I tend to believe that when such things happen there are bigger issues at play than a single slip of the tongue or disturbing belief. For that reason I cling to the hope that at some moment in the future my patience will pay off and I will be reunited with individuals who allowed the crises of the moment to create a rift in what had once been a wonderful union of diverse mindsets. Somehow at least for now, they do not seem to realize that I may not agree with them on particular issues, but those things have nothing to do with how I feel about them as people. We have waded through too much together for me to so quickly forget what they have always meant to me.

I have already lost so many dear, dear friends and family members. Perhaps that is why I so appreciate those who are still around to walk with me. I often grieve for those who have died and worry that I somehow never really let them know how much I loved them. I hope that somehow they nonetheless knew that I never took them for granted no matter how busy or distracted by life I became. I value people over anything else and I have a tendency to never give up on them. I suppose that I was better at letting my students know how much I cared about them than teaching them mathematics. I simply refuse to believe that anyone is expendable and sometimes my heart has been broken because of that. Nonetheless, it is the way I am and I will not apologize for my determination to retain deep feelings even for those who become angry enough to push me away. 

One of my favorite stories of reunion came from my dear friend, Egon, who sadly died all too soon. His mother was living in Norway during World War II when the German army invaded the country. Egon’s father was a German soldier charged with maintaining control of the population. While stationed in Norway he met Egon’s mother and the two of them fell in love in spite of their differing allegiances. After the war they married and lived in Germany. 

Over time they returned to Norway so that the woman might visit with her relatives, many of whom met her husband with cold politeness or even downright disdain.

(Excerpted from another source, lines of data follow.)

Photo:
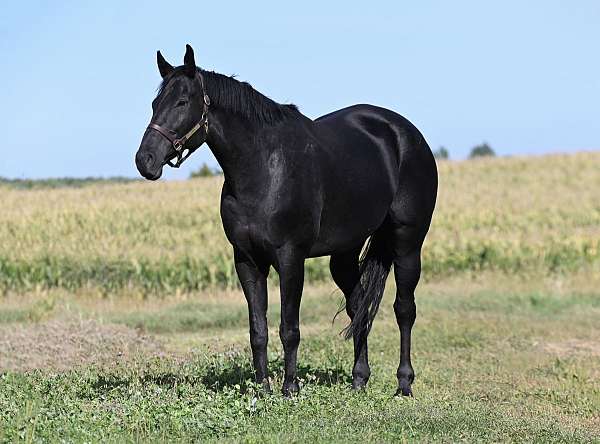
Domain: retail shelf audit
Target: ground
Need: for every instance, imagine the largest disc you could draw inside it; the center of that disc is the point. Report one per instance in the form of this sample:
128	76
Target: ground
497	357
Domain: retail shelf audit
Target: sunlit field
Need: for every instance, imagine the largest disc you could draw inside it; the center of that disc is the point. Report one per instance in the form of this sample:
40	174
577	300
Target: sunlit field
121	320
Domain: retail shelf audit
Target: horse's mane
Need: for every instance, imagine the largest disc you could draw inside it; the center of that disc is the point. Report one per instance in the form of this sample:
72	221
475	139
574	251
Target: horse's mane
238	97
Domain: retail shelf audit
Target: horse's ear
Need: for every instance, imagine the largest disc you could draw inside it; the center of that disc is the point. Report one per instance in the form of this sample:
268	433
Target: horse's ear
189	62
164	67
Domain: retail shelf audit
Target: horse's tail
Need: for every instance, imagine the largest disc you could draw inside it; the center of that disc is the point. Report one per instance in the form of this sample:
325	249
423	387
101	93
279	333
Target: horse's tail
374	267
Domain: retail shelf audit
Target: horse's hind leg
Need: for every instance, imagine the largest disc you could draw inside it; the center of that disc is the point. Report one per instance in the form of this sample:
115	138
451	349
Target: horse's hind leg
345	272
407	270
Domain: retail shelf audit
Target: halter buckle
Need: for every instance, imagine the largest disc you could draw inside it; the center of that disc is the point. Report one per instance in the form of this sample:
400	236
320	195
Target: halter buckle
178	145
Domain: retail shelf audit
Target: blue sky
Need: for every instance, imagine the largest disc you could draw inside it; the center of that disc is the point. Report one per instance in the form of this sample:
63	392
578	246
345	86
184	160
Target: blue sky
78	77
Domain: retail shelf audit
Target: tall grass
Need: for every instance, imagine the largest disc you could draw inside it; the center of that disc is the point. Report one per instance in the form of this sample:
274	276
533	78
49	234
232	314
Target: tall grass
538	215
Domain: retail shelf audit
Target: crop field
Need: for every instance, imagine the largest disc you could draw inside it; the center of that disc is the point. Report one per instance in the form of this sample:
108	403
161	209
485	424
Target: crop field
121	319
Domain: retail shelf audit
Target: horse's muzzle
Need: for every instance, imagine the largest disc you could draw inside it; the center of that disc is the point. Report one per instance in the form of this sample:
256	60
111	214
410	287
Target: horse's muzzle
147	165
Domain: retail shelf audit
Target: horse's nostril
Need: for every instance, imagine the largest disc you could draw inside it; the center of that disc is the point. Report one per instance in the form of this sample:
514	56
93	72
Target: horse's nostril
149	159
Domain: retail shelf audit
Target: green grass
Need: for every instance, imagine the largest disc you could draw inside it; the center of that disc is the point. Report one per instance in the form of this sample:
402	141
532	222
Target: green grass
497	359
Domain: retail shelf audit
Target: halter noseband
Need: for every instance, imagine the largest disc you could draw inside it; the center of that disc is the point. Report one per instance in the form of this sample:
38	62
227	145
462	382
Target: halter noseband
178	143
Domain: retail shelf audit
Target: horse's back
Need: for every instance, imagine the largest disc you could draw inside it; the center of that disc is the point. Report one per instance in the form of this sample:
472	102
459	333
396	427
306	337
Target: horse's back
364	151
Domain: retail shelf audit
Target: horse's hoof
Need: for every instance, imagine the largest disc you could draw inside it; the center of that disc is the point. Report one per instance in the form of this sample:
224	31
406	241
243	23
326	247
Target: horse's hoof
290	389
404	389
359	383
266	387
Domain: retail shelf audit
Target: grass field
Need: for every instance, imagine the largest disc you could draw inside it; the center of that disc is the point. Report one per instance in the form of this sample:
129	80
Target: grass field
120	319
526	215
496	360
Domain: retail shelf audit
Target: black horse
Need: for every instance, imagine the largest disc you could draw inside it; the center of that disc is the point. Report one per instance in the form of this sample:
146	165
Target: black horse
297	188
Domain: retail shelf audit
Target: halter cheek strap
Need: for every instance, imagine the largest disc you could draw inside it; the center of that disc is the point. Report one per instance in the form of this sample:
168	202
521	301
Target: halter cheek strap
178	143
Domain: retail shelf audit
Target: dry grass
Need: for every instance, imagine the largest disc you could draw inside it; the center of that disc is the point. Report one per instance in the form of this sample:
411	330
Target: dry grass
510	214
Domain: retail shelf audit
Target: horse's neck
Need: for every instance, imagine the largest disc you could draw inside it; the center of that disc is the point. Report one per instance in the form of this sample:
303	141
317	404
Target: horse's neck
232	140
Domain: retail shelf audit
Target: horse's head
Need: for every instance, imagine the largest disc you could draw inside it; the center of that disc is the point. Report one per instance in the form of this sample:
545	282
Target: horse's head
179	123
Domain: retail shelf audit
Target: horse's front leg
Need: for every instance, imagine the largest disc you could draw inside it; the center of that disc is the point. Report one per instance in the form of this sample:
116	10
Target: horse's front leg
291	276
253	279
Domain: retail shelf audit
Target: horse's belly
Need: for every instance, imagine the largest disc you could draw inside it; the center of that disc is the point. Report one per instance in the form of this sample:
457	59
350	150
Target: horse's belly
349	218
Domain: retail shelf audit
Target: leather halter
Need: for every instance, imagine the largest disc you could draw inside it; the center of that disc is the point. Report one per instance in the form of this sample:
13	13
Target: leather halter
178	143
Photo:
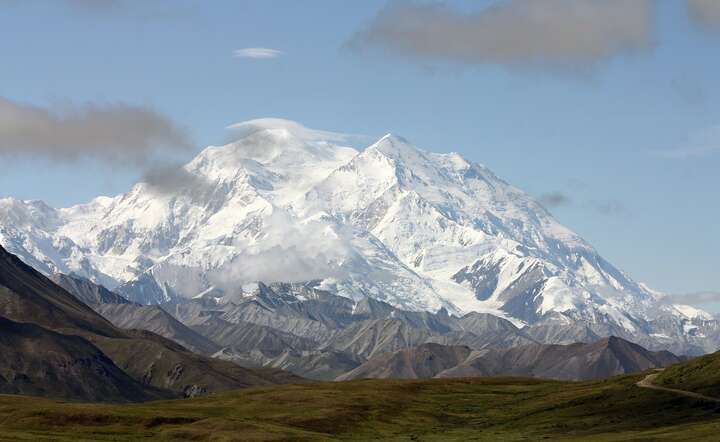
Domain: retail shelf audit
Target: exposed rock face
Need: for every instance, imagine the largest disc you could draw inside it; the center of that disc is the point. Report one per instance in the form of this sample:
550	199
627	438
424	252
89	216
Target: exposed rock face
420	231
47	330
424	361
604	358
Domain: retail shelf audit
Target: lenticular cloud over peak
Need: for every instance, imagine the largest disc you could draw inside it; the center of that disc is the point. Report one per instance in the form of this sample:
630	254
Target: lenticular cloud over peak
284	203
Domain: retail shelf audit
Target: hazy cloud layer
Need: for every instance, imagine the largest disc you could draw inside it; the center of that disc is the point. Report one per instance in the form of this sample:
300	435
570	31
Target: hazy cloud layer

After decades when it became apparent that the once Nazi soldier was a good man who had been drafted into service that was not particularly indicative of his own beliefs, one of the woman’s brothers boldly announced to the family that it was time to set aside all of their rancor and welcome his sister’s husband into their midst. After that they all spent many happy years enjoying one another’s company and loving each other without conditions. 

If a group of people were able to overcome such painful memories I am confident that my beautiful ones will one day lead to a reunion with those who remain special to me. The love we have shared is far more important than our differences. The spirit and the reason for Christmas convinces me that love will always win.